The big question for the Aviation Design Challenge organizers is “how many schools can we get involved?” he said.

The annual competition started four years ago with 55 schools. Bunce and other organizers hope to have more than 100 schools involved in a few years.

Several former winners currently are working on aerospace-related college degrees, said Mark Van Tine, the former head of Boeing subsidiary Jeppesen.

Van Tine helps run the competition. He flew in from Colorado, where Jeppesen is based, in his own Glasair Sportsman built by the first winning team.

“The kids aren’t just handing tools,” he said. “They’re drilling holes, riveting, doing fabrication. They’re doing real work.”

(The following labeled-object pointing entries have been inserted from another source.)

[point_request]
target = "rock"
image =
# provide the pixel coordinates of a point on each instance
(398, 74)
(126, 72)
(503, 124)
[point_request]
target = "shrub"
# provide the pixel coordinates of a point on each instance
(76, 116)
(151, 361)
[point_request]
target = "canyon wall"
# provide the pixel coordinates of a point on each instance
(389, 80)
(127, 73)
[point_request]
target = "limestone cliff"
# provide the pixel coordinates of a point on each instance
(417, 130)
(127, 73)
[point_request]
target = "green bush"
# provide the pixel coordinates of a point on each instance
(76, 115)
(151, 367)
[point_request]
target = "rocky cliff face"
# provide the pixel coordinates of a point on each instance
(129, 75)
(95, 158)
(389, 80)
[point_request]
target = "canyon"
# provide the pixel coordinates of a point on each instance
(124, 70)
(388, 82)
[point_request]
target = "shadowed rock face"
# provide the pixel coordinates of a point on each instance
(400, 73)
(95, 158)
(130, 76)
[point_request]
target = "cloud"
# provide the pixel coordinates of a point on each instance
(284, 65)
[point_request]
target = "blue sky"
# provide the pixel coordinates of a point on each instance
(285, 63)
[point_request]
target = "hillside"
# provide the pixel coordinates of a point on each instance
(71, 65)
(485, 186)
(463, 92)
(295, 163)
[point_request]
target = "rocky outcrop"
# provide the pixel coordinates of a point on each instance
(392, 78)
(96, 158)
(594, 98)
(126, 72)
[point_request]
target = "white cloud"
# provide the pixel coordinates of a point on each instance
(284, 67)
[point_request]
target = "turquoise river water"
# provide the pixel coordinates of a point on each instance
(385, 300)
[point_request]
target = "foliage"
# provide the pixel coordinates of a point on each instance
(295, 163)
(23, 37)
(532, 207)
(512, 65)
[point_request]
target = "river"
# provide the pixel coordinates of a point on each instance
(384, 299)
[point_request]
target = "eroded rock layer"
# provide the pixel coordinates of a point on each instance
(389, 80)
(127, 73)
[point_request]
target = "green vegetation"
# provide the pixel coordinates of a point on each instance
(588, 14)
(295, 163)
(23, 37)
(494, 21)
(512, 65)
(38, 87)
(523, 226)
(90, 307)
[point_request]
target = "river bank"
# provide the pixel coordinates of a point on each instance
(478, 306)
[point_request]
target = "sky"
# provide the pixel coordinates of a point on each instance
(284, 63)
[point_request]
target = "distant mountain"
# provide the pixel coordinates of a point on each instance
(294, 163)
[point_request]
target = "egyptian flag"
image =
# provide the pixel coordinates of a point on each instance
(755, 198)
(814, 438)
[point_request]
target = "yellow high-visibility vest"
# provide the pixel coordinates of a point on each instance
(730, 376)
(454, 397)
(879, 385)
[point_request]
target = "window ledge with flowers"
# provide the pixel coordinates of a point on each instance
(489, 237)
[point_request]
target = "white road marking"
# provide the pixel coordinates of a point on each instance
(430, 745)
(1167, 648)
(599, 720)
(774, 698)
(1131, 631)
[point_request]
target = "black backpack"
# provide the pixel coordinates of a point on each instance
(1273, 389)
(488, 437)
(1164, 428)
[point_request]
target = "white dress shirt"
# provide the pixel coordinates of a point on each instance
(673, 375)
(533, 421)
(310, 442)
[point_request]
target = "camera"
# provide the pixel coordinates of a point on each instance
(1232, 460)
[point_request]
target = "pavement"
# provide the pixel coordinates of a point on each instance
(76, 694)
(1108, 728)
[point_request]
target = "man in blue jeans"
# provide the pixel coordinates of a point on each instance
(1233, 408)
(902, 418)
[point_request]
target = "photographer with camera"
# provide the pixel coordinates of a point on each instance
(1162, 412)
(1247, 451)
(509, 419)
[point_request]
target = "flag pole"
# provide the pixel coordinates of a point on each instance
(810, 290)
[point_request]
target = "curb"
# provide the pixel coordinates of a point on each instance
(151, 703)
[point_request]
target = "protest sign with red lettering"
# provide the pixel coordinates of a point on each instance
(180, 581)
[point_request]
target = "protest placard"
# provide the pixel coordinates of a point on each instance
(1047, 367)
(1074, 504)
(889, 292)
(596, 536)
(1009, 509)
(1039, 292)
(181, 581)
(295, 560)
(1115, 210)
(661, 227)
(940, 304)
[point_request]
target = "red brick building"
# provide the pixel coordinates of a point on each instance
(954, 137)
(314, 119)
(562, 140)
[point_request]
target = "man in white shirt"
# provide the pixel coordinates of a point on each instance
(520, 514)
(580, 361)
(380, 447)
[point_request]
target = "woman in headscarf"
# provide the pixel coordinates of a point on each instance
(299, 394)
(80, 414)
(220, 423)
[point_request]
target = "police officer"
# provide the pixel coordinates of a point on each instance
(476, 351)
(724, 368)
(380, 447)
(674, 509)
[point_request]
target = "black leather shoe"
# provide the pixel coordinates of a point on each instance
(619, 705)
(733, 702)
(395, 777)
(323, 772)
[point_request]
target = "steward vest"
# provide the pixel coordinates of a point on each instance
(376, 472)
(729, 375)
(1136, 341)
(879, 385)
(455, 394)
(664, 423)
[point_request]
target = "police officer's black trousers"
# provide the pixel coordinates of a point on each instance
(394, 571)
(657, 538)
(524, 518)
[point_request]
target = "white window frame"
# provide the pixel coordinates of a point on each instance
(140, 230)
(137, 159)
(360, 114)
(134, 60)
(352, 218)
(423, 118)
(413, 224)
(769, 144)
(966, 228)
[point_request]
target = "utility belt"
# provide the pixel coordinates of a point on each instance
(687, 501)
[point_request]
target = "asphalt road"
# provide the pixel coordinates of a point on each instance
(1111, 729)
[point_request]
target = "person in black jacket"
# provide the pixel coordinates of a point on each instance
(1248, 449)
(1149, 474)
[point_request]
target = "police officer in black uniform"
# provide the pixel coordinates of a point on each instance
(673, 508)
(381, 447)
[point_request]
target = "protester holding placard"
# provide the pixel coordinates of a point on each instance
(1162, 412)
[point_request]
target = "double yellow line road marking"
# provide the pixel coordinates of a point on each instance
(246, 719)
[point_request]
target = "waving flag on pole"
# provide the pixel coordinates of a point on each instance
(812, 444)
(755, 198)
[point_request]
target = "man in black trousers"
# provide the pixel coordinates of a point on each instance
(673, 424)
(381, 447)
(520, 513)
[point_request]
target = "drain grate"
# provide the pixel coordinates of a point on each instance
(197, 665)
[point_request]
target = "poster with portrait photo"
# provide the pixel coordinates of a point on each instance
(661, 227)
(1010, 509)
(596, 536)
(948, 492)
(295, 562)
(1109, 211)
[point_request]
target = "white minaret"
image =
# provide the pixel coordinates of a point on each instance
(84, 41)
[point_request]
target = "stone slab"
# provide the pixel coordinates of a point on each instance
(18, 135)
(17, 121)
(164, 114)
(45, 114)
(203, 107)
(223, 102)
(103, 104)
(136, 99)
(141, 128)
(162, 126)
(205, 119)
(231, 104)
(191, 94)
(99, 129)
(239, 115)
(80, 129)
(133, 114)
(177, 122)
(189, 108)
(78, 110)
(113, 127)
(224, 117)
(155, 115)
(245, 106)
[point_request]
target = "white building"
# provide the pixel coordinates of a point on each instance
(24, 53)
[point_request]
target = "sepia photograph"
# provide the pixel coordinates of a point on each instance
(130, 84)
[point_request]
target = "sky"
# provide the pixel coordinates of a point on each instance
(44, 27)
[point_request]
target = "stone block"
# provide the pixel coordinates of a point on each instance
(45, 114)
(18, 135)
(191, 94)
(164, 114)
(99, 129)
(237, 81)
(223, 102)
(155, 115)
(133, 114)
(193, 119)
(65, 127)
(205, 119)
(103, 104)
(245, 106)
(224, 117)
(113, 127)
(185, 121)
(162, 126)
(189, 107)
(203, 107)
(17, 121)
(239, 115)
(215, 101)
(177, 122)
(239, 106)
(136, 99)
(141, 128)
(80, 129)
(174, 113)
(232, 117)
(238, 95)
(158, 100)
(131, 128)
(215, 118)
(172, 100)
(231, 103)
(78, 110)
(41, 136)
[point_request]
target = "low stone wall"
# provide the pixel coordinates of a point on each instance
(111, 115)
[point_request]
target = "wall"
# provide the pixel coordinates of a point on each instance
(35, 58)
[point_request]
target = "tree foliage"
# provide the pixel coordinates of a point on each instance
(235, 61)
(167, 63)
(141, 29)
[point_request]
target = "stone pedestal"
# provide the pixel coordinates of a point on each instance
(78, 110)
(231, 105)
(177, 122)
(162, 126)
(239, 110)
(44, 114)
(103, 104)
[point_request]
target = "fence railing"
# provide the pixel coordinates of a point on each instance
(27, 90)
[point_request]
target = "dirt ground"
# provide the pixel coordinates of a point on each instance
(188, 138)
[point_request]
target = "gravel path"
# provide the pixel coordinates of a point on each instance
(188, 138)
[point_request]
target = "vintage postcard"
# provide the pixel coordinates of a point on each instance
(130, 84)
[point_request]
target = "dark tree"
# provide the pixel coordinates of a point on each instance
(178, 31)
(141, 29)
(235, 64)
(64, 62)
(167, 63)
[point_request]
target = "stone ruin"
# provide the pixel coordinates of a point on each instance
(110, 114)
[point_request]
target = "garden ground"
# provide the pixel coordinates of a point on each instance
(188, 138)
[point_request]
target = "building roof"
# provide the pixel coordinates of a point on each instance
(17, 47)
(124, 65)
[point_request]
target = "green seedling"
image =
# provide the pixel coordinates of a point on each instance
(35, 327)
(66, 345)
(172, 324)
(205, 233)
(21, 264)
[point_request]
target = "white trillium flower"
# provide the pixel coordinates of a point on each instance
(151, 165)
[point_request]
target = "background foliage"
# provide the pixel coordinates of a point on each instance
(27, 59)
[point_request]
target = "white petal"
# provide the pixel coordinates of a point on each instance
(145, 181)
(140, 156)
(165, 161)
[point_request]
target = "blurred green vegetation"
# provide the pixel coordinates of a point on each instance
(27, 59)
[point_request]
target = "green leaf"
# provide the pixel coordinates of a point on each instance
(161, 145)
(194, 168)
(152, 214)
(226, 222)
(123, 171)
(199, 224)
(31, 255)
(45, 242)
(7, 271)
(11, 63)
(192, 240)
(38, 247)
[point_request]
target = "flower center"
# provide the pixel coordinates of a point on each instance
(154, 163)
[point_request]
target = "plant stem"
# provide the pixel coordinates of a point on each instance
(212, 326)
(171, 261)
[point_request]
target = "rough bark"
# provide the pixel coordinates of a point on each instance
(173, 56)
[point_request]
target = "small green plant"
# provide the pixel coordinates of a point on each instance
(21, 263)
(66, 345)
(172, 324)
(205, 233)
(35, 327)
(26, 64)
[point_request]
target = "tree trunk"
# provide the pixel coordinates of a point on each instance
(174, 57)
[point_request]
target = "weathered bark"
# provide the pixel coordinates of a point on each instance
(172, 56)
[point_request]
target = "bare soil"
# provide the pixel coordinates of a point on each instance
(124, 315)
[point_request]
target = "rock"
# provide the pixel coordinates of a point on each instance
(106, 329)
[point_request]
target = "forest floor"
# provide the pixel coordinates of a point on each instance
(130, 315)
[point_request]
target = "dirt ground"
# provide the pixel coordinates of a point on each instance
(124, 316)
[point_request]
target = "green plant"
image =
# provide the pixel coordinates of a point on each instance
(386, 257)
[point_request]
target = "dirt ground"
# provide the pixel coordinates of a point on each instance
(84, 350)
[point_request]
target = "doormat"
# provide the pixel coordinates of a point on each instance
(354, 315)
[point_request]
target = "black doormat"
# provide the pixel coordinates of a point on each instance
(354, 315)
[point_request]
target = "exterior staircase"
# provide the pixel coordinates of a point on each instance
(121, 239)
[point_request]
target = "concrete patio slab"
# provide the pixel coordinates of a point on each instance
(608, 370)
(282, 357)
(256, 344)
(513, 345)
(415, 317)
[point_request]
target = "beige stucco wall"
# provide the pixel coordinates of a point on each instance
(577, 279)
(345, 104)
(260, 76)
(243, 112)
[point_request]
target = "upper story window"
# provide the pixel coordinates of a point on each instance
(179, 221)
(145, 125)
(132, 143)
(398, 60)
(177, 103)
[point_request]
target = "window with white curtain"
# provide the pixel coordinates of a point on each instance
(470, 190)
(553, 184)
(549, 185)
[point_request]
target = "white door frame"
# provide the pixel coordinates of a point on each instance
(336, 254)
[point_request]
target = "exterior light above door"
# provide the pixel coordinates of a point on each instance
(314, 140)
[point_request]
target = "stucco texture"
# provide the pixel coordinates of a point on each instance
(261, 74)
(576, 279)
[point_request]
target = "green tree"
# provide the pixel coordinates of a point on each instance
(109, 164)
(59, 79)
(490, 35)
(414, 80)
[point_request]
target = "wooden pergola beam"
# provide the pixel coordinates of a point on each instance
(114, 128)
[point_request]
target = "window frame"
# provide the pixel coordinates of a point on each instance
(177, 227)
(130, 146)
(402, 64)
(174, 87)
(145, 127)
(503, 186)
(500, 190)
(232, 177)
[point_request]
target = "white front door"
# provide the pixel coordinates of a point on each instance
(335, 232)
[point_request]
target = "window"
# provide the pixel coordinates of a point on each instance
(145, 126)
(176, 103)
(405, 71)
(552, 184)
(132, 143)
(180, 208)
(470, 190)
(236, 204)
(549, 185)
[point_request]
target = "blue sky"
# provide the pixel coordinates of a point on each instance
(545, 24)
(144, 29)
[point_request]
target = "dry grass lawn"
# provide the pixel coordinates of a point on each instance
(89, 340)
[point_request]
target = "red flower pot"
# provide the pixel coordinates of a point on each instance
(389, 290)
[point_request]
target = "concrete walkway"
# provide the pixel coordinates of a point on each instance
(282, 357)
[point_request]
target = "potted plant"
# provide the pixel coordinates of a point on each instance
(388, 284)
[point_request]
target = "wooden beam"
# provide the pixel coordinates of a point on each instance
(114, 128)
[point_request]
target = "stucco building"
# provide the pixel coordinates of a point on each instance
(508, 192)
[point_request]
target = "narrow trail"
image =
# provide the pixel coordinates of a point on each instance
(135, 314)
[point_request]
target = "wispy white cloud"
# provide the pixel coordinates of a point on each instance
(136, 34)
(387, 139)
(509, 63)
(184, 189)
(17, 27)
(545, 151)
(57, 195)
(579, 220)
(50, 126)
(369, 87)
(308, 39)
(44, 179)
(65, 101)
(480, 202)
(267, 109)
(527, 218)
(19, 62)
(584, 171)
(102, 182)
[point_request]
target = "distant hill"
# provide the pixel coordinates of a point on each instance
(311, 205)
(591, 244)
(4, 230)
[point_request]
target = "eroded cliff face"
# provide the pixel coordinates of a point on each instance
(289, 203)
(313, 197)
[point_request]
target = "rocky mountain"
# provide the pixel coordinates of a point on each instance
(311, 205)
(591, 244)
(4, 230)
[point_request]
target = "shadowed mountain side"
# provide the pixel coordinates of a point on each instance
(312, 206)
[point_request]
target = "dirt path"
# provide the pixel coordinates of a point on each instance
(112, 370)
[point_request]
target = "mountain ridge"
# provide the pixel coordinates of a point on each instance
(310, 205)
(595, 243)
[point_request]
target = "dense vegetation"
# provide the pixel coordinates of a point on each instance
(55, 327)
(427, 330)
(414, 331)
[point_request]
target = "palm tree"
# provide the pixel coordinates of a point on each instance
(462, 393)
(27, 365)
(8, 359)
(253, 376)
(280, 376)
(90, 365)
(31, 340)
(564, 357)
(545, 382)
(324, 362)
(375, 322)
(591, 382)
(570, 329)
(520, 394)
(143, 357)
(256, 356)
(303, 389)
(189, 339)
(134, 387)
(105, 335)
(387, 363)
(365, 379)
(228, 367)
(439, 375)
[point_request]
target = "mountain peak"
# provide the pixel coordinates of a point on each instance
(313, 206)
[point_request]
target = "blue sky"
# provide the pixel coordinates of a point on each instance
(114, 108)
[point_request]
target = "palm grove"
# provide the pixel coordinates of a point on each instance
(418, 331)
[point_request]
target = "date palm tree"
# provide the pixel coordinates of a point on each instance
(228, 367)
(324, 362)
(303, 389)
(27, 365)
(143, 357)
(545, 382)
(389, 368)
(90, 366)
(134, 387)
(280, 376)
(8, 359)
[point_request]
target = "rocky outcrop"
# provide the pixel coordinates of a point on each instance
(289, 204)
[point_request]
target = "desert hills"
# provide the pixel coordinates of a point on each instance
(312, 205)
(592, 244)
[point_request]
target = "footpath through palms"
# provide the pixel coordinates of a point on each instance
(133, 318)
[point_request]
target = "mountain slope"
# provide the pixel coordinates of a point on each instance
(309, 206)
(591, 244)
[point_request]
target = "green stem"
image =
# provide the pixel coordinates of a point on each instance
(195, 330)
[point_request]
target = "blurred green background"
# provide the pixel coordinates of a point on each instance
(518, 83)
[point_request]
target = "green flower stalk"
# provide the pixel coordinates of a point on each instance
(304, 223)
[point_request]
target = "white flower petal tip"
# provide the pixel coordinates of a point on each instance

Each task is clearly listed in order on dozens of pages of paper tacked to a wall in the Glasair hangar. Customers regularly come to Arlington to build a kit airplane in two weeks with help from company workers. Glasair’s process is set up so the customer does at least 51 percent of the assembly work — a requirement for federal certification as an amateur-built airplane.

“Two weeks is a very short amount of time to get everything done,” said Ryan Flickinger, who manages Glasair’s customer-build operations.

The airplane is inspected and approved to fly after two weeks. The student-built plane went through ground tests Friday. Flight tests and further fine-tuning come next. That process takes several weeks. The airplane won’t fly away until mid-September, he said.

Customers show up with a wide range of knowledge, Flickinger said. “Along the way, we’re teaching them the proper way to install a fire wall, how to bend cotter pins” and so on.

The Weyauwega-Fremont students had some experience when they arrived in mid-June. They are building their own small airplane, a Zenith CH 750, back in Wisconsin.

“We’re almost finished,” said Logan Feltz, 17. He’s worked on the Zenith since he was a freshman four years ago. The new graduate is headed to the University of Wisconsin — Stevens Point to study cytotechnology.

The Sportsman that Feltz and the other students are assembling belongs to Dennis Willows, an amateur pilot from Friday Harbor. The 75-year-old has been flying since 1965.

Why let a bunch of high school kids put your airplane together?

“They work hard and fast. They’re sharp,” he said.